The UK declares its independence: what’s next?

by Dr. Monroe Mann, PhD, Esq, MBA, ME, LLM, EMT

I’m pleased to report that my prediction came true: the EU just lost a member and the UK is now a free and independent nation once again!  If you haven’t read what I wrote two days ago, I suggest you read that one first, about why Brexit came to be, to provide some context.  Read it here.

While most of the world is clamoring about how horrible Brexit is, and predicting that the British pound will never recover, blah blah, I continue to remind everyone that:

a) this was inevitable
b) this is good for the world
c) this is ultimately good for the UK, and
d) this is a harbinger of things to come, so if you didn’t like THIS, you may not like what comes next.
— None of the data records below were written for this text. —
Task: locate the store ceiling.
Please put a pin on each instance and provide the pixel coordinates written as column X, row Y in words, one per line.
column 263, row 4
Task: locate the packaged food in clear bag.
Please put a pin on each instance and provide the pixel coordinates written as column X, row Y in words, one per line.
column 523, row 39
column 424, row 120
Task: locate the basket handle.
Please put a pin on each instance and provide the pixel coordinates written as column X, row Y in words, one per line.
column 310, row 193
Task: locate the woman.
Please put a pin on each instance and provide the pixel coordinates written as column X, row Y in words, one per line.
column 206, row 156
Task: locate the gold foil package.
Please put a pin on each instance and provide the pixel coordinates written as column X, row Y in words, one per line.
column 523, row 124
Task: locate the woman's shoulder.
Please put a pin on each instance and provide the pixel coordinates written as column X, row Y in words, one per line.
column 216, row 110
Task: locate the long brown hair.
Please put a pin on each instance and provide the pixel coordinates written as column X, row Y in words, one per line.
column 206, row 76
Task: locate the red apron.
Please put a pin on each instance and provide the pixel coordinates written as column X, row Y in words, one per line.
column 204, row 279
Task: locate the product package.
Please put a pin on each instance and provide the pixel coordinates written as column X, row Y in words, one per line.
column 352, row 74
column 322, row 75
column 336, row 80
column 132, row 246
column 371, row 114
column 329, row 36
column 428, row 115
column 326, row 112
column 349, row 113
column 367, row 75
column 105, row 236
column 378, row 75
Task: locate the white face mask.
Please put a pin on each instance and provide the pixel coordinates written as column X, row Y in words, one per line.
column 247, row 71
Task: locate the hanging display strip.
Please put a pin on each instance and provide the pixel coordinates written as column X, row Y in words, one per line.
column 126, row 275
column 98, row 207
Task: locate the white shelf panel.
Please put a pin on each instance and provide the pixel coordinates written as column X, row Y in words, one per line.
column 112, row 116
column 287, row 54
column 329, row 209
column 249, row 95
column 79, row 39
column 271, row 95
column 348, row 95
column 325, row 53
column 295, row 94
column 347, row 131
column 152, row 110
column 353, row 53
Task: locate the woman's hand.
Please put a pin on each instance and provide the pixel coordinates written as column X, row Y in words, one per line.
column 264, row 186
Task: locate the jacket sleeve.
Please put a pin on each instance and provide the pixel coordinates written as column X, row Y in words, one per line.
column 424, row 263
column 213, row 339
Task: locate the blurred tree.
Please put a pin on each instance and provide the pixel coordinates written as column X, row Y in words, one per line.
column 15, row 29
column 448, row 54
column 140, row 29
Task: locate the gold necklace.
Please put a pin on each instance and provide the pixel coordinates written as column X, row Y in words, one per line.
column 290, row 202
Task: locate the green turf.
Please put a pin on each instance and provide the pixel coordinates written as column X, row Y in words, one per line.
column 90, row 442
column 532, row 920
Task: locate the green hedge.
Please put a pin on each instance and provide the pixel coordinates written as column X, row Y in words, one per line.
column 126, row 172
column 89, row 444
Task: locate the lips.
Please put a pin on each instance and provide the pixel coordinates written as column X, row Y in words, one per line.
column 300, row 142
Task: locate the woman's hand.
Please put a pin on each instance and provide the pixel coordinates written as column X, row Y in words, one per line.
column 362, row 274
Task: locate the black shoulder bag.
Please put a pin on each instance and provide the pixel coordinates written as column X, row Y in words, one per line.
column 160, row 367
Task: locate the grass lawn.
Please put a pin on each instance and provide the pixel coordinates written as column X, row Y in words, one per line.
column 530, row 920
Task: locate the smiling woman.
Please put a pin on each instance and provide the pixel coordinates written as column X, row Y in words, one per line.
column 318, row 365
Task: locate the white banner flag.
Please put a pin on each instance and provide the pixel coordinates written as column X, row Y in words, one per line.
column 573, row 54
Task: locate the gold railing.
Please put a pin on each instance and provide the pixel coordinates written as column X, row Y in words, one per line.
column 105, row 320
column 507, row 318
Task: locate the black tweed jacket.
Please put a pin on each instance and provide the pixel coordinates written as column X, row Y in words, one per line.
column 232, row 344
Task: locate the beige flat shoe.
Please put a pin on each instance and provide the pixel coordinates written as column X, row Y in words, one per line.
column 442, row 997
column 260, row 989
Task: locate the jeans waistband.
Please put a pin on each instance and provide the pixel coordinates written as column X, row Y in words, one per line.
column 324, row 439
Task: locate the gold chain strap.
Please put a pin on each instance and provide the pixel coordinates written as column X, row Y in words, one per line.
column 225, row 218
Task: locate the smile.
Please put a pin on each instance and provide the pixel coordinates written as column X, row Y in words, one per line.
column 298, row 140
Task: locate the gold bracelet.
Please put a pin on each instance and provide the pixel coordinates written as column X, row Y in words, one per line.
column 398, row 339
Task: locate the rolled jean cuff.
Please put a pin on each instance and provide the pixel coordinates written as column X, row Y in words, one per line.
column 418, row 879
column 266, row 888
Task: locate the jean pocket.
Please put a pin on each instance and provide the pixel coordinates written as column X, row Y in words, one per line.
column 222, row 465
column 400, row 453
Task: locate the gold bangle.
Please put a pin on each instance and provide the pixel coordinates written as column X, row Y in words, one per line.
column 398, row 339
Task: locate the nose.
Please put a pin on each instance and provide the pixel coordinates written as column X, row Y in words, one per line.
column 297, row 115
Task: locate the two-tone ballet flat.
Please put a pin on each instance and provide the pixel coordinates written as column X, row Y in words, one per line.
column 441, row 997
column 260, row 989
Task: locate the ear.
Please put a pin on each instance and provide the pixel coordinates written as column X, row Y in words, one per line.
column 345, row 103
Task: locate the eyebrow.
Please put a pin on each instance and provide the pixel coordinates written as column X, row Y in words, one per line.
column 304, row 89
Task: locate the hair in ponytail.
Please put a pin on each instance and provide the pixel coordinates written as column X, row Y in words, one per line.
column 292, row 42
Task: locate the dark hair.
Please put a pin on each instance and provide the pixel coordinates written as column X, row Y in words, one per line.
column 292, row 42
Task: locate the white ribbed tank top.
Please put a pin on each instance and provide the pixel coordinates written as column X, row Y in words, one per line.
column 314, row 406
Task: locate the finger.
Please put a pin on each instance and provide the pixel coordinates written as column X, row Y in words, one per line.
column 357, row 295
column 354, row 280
What comes next?  The UK regains its importance as world leader, side by side with the USA; a re-emergence of the pound as a world currency of great importance (being a part of the EU diminished its caché in the world); and yes, further erosion of the EU.

Granted, the UK has an easier time getting out of the EU simply because they don’t have to ‘recreate their currency’, but aside from that, there is no doubt that even countries within the eurozone are going to start having their own discussions about what is best for their unique PEOPLE, their unique LANGUAGES, their unique CULTURES, and their unique HISTORIES.  The EU just lost one of its two most powerful economies (the other, of course, being Germany, which is still a part of the EU and EMU… but for how long?).

Now, of course, there is a big difference between the UK and continental Europe.  I have, in fact, always believed that the UK has far more in common with the USA than it does with continental Europe.  The UK is an island.  The USA, while not an island, is only bordered on the northern and southern sides, and far away from all other continents to its east and west.  The UK and the USA share the same language and… in many ways, the same history too: former colonial relationship; major allies in World War II; and now, they have both declared independence from a great power.

Therefore, the EU will continue.  However, I believe its power has reached its zenith, unless the countries are willing to relinquish some political, military, and economic power in favor of a more traditional federal type of system.  As I mentioned in my earlier post however, this is highly unlikely to happen, due to the reasons of differing cultures, languages, and histories.  France has French pride in a way that New York does not have New York pride.  We New Yorkers are proud to be New Yorkers, but we are FAR more proud to be Americans, and again, therein lies the big difference.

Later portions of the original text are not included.